Tuesday, November 16, 2010

Things I've Learned in the Peace Corps

Or Some Things You May Not Know about Life in the Peace Corps Peru

1) I am too impatient to wait for the rain to finish so I’ll walk down the street in the pouring rain while my Quechua speaking companions stare at me from their door frames. I guess there is too much “Wisconsin” in me to let a little think like weather keep me from where I want to be.

2) I am very paranoid. When you’re the only outsider in a small town it’s easy to think everyone is talking about you. When people look at you, say something quickly in a foreign language and then laugh, it’s even easier to believe they’re talking about you.

3) Drinking cold drinks at night makes you sick, as does forgetting to wear a scarf and hot showers in the morning. And it’s your own fault so don’t expect anyone to feel sorry for you.

4) Personal space is a figment of my imagination. Obviously it does not exist on combis or collectives but also when I am reading outside, drawing my World Map, or walking down the street. Small children, stop touching me for five minutes!

5) Even I have a limit to how much reading I can do in one day. Which is why I am sitting at my desk writing this blog entry in a notebook by candlelight because it’s pouring rain outside and we don’t have electricity.
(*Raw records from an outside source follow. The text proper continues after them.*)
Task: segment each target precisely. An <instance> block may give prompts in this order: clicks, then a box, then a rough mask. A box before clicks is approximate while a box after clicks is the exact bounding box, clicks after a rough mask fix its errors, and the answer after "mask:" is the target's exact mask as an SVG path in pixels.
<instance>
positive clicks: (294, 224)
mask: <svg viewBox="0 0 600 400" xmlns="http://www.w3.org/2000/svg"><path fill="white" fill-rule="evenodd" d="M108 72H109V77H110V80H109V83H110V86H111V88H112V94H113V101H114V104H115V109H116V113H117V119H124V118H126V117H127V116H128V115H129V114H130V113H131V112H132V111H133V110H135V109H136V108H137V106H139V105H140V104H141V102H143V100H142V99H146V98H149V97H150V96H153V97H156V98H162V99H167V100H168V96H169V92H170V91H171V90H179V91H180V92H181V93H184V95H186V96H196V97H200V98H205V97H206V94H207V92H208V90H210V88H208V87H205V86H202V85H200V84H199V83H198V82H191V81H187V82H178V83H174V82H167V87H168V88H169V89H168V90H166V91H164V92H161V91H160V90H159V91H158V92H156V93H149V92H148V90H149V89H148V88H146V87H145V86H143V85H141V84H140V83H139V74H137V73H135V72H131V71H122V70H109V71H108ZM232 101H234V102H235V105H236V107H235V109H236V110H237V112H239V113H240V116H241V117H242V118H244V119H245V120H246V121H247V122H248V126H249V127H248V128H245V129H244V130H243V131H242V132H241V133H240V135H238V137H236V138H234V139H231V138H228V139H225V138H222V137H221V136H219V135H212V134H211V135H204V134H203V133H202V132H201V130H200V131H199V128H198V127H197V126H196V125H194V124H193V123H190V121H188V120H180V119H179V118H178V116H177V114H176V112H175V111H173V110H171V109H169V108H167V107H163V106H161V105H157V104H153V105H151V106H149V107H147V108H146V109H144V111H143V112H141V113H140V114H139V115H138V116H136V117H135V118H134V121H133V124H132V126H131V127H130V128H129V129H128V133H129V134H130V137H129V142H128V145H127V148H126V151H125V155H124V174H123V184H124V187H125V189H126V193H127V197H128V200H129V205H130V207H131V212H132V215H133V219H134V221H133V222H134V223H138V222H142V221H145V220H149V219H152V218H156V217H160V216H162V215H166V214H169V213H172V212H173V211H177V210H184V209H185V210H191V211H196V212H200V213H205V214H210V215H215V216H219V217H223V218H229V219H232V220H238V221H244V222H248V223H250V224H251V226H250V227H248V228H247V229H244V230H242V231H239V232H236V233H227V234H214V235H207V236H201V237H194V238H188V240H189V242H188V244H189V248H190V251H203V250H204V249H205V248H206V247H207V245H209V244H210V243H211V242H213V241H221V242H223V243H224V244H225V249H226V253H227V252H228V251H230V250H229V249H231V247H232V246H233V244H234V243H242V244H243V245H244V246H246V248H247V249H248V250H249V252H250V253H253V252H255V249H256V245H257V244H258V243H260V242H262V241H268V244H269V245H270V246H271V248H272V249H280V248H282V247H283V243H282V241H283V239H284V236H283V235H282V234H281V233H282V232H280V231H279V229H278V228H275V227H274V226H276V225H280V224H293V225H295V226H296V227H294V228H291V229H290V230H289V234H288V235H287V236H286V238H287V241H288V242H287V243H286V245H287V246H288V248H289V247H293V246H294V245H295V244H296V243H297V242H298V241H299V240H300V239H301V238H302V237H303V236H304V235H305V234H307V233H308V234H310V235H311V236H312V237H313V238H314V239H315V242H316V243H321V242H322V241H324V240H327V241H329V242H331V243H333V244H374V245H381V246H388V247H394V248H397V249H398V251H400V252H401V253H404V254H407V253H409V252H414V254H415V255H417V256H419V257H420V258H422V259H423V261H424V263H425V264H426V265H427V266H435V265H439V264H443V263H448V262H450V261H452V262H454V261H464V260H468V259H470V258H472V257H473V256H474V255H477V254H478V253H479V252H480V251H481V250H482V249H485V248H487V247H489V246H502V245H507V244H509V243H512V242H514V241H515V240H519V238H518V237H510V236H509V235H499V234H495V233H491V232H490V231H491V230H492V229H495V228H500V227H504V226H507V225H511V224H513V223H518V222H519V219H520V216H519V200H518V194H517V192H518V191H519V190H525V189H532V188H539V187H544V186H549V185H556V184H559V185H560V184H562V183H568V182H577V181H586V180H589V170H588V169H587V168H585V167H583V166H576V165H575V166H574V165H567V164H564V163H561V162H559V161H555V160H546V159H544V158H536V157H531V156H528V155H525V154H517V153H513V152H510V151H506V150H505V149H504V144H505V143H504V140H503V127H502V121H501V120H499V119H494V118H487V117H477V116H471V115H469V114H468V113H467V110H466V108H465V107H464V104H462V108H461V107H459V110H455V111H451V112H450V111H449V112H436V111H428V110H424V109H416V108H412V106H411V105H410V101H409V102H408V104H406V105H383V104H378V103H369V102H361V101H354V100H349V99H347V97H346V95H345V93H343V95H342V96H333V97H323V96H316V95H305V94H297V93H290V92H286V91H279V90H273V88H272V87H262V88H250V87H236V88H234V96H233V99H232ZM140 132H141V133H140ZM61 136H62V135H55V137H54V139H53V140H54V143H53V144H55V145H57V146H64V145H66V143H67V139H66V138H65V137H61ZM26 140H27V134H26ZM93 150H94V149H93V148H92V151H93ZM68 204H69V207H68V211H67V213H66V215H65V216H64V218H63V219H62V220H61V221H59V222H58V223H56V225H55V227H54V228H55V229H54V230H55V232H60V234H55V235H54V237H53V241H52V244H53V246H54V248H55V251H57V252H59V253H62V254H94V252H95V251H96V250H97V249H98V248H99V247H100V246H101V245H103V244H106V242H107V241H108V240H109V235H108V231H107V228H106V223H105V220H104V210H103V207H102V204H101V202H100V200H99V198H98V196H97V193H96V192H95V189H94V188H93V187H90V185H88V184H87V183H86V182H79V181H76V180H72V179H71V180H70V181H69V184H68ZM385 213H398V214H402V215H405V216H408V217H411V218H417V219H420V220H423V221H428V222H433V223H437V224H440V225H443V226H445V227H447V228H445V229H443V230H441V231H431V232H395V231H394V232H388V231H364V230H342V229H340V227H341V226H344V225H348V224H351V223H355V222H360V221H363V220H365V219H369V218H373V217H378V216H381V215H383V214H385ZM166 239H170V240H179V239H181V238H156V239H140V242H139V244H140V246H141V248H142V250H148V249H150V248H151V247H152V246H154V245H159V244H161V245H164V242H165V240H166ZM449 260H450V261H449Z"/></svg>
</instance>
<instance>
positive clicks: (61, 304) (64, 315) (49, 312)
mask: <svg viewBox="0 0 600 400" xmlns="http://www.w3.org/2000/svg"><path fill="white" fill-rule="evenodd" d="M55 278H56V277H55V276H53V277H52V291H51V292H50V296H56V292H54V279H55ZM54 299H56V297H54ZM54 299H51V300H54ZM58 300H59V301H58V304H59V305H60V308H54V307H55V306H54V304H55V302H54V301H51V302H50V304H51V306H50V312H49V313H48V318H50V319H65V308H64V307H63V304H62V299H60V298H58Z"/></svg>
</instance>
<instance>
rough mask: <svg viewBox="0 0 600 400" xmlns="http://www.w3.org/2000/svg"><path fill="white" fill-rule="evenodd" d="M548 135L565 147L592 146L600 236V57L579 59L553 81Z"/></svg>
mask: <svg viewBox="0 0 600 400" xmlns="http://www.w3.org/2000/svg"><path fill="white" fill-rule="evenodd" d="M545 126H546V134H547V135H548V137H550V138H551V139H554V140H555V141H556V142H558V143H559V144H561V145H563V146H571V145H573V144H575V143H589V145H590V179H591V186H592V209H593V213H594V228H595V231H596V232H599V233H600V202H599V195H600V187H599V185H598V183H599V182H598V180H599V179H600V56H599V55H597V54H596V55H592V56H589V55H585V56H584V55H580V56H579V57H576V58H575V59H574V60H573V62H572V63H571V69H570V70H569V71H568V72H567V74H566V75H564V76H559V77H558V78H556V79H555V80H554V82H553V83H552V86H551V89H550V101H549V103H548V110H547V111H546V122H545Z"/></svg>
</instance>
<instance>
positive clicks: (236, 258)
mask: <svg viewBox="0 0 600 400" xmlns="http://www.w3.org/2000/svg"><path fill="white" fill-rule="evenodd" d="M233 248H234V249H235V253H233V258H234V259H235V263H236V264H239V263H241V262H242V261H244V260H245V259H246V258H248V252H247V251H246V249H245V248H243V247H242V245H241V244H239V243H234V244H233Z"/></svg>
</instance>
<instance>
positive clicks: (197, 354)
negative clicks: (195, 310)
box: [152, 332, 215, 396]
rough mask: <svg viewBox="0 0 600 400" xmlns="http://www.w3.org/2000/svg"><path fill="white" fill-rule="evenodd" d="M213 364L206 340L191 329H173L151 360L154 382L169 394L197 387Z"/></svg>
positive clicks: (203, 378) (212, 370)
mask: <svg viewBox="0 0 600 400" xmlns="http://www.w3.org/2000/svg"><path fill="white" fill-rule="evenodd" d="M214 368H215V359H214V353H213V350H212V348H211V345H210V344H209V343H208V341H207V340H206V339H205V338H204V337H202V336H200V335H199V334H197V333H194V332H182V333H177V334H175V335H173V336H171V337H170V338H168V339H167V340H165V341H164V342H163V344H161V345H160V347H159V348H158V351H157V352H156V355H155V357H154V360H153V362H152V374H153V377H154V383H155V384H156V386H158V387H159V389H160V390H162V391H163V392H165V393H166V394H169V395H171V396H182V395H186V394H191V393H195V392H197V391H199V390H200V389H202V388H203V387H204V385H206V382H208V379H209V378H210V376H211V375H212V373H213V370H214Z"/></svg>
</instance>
6) Campo Social Studies: Everyone in the world believes in God. Except for the Chinese, who believe in Buddha.

7) That in my day to day life, I use a lot of water. I recently discovered this when we were without water for a week. Drinking, cooking, bathing, washing, laundry – water truly is a precious commodity.

8) One of the Peace Corps slogans is “The toughest job you’ll ever love.” For me, the toughest part of the Peace Corps isn’t the actual work (I love my youth group) but the isolation and all of the free time. If you really want to get to know yourself, join the Peace Corps. After two years, alone in the campo, you’ll either be comfortable with your own thoughts or crazy.

9) During a perpetual power outage, going to bed after dinner at 8:30 isn’t so bad. I actually view it as a treat. Until the battery on my iPod dies and I’m stuck in bed at 8:30 without the diversion of a good audiobook.

10) Bowel movements are acceptable dinner conversation. And coffee conversation, and late night at the hostel conversation, and call a friend to chat conversation. Peace Corps volunteers talk about poop… a lot.

11) I can adapt to more than I ever thought possible. Soup everyday – check. No electricity – check. No internet – check. No showers – check. Pit toilet – check. No Target stores – well, you can’t expect me to adapt to everything.

12) A letter, e-mail, or package from family or friends can really make my day, or even my week. And knowing that my parents are a phone call away makes an immeasurable difference.

13) Kraft Macaroni and Cheese and Skippy Peanut Butter are the two best processed foods ever created. As my friend John William said, “This Mac and Cheese couldn’t be better if it had been made by Jesus Himself.”

14) There are things about Peru that I will never understand no matter how long I live here.

15) That when you join the Peace Corps your world becomes very small. You expect the opposite to be true – you move to a new part of the world, you meet people from across the States, and you immerse yourself in a new culture – there should be loads to talk about. But without a common history and updates on world events (Did they ever stop that oil leak? Is Obama still president? Did Feingold really lose the election?), most Peace Corps volunteer conversations end up being about life in the campo, Peace Corps policies, and Peace Corps gossip. And, of course, poop.

16) People will say anything here to please you – even if it couldn’t be further from the truth. This may be nice at the time but does not bode well for my general state of paranoia.

17) I will meet the friendliest people on collectives. On my last trip back to site, a friendly woman talked to me the whole trip – more than any adult at my site has engaged me thus far. Unfortunately, she doesn’t live at site and I’ll probably never see her again. But it made one packed like sardines ride a lot more enjoyable.

18) It is a sad, but true, fact that watching construction vehicles go up and down the road in front of my house is often the most exciting part of my day. It is especially entertaining when we’ve had rain all afternoon and the road is completely mud.

19) Eating potato skins will probably kill you. Beware!

20) It’s okay to go to the bathroom anywhere. Without shame. Even if that means urinating on the door to a latrine instead of going inside.

21) Nothing will ever go as planned. So I’m going to plan on things not going as planned and then, maybe, they’ll go as planned.

22) Peru is a breath-takingly beautiful country full of kind and wonderful people. But, as L. Frank Baum eloquently put it, “There is no place like home.” I can’t wait to be in Wisconsin again.